I was skeptical about the idea of getting married. In 2019, according to CDC data, around 40% of marriages in the United States ended in divorce. “If you were going skydiving, and they told you 40% of parachutes were not going to open,” comedian Bill Burr said, “I’m not going. I don’t like those odds.” Why invest in something with a 40% failure rate?
I used to have these views on marriage. But after dating Mary for 7 years, living in an apartment together, getting through college together, getting a dog together, buying a car together, and planning children together, we decided to get married.
I realized I’m a better person with Mary. Mary challenges me and pushes me to improve myself. She calls me out if I’m thinking about something the wrong the way. If it wasn’t for Mary, I would probably still be scrambling to figure out how to pay for college. I might not have considered software engineering as a career path. Mary’s companionship helped springboard my education and career.

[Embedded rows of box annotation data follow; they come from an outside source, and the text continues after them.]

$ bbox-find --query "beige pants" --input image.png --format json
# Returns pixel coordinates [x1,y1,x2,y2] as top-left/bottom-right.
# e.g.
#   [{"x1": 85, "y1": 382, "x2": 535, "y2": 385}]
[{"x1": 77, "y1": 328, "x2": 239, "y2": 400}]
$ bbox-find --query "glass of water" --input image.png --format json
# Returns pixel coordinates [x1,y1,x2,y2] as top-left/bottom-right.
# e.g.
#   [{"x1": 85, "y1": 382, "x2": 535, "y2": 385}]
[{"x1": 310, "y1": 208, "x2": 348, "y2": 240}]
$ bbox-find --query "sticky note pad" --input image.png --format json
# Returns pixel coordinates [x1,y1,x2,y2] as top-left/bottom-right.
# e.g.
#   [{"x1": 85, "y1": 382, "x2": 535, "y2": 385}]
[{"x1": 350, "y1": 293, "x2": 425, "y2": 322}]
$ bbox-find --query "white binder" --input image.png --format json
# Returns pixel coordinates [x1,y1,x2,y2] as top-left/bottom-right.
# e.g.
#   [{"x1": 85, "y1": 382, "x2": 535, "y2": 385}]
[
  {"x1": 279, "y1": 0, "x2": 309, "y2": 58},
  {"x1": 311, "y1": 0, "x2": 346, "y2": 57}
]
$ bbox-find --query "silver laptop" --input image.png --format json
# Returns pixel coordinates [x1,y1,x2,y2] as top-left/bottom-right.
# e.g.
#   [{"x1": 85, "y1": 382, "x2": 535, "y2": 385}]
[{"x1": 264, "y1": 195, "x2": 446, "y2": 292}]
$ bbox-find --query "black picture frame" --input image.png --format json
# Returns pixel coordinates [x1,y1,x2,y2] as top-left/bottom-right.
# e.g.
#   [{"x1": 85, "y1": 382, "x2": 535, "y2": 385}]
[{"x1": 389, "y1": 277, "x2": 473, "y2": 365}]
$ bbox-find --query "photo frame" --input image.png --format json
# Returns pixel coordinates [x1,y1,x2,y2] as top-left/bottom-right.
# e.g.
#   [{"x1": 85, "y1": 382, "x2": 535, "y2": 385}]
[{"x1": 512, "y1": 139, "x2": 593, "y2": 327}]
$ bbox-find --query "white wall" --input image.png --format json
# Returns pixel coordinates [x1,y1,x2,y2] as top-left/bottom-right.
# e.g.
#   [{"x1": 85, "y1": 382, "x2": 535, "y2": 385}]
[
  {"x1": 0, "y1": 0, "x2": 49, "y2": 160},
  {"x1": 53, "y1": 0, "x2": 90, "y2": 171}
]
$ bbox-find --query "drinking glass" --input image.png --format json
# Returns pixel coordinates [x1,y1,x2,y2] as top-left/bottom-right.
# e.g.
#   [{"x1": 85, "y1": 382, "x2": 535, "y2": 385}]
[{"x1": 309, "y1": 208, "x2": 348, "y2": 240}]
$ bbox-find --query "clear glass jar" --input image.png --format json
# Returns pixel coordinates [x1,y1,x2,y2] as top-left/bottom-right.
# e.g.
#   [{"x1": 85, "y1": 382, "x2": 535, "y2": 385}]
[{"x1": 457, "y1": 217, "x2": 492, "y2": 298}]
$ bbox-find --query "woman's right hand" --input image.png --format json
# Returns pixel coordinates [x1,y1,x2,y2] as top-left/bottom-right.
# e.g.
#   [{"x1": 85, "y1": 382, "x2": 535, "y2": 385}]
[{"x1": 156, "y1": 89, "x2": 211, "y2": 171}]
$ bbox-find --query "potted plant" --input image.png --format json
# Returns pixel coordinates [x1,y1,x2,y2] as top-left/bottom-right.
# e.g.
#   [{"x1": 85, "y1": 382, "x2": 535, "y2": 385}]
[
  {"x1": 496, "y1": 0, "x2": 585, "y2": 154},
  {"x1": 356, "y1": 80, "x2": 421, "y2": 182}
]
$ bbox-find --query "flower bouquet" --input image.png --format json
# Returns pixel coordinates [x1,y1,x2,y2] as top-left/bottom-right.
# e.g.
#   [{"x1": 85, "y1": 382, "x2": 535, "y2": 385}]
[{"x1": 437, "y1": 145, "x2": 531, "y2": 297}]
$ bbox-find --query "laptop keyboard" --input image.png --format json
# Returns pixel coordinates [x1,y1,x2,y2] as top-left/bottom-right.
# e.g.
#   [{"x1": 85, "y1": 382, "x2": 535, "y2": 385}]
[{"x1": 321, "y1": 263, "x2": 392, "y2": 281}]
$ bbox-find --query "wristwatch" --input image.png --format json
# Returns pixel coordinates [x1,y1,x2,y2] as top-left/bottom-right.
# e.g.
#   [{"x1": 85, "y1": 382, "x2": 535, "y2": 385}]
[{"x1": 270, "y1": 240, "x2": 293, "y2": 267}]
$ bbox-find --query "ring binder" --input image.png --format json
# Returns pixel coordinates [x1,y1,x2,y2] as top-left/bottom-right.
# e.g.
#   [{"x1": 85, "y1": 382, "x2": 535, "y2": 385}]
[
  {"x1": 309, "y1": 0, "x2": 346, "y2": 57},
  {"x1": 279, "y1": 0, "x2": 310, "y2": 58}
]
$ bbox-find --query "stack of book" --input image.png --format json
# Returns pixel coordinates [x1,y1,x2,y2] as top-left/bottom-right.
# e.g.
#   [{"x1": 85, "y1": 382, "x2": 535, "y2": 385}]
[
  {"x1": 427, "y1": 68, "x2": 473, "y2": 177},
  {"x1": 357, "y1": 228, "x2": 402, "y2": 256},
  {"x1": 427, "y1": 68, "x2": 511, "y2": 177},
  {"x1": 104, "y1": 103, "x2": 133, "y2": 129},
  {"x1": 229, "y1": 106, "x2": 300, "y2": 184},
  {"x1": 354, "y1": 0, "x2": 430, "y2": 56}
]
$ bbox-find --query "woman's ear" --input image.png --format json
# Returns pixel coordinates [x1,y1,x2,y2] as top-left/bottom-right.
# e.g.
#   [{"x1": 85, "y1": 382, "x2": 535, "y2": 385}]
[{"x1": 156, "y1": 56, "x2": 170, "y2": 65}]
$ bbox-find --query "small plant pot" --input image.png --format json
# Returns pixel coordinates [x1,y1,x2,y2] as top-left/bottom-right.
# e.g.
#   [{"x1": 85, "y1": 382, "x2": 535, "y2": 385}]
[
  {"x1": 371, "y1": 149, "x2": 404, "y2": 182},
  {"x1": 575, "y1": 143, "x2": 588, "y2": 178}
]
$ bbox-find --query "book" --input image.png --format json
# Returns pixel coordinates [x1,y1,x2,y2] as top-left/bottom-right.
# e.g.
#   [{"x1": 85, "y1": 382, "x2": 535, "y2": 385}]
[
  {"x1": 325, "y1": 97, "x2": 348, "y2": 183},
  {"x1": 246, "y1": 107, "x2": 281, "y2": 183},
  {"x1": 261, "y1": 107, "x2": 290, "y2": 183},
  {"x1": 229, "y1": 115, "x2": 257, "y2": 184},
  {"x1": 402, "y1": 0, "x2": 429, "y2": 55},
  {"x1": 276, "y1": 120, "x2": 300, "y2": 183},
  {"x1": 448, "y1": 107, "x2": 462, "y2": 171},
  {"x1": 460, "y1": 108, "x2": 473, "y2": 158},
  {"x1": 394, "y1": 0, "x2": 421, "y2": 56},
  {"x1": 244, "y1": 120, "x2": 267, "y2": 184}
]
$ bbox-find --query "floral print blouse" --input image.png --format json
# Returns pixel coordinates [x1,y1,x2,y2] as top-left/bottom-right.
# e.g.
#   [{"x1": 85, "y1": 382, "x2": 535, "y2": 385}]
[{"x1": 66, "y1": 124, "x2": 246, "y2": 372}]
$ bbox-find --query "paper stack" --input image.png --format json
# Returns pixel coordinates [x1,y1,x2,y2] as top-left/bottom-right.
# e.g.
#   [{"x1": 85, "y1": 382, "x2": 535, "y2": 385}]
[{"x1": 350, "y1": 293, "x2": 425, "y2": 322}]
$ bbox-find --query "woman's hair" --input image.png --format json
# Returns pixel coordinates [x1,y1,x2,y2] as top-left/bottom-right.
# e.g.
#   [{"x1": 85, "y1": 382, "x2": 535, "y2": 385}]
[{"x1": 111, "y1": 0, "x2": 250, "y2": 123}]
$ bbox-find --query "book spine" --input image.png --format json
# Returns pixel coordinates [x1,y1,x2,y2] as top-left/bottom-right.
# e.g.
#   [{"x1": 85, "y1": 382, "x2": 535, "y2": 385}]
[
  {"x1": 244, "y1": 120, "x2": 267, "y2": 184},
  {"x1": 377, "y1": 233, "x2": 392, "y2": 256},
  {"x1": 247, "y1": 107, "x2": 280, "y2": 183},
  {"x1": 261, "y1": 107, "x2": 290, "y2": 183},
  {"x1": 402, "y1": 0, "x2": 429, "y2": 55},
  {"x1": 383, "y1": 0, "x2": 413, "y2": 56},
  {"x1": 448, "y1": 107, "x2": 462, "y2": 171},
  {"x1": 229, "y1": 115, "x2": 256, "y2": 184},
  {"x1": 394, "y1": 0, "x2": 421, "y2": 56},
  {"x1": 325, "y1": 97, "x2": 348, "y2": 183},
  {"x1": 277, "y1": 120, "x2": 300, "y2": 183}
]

It goes both ways too. Now that I’m working as a software engineer, Mary had the opportunity to quit her W-2 income job and explore entrepreneurship. I helped her develop her tech startup, Geofyi.com. If it wasn’t for me, she would’ve had to learn web development or hire someone who did, both of which cost time and money.
All of this is to say we got married because we’re better off together than on our own.
So, is marriage a good idea? I think so—with the right person. Even if 40% of marriages end in divorce, that doesn’t mean your marriage’s success is a coin flip. You get to decide who you’re going to marry. Unless it goes against your religious beliefs, I recommend living—under the same roof—with the person you intend to marry. Don’t rush into it. Get to know each other’s idiosyncrasies. If you can accept each other at your highest highs and lowest lows, you’ll maximize your chances of success with the person you love.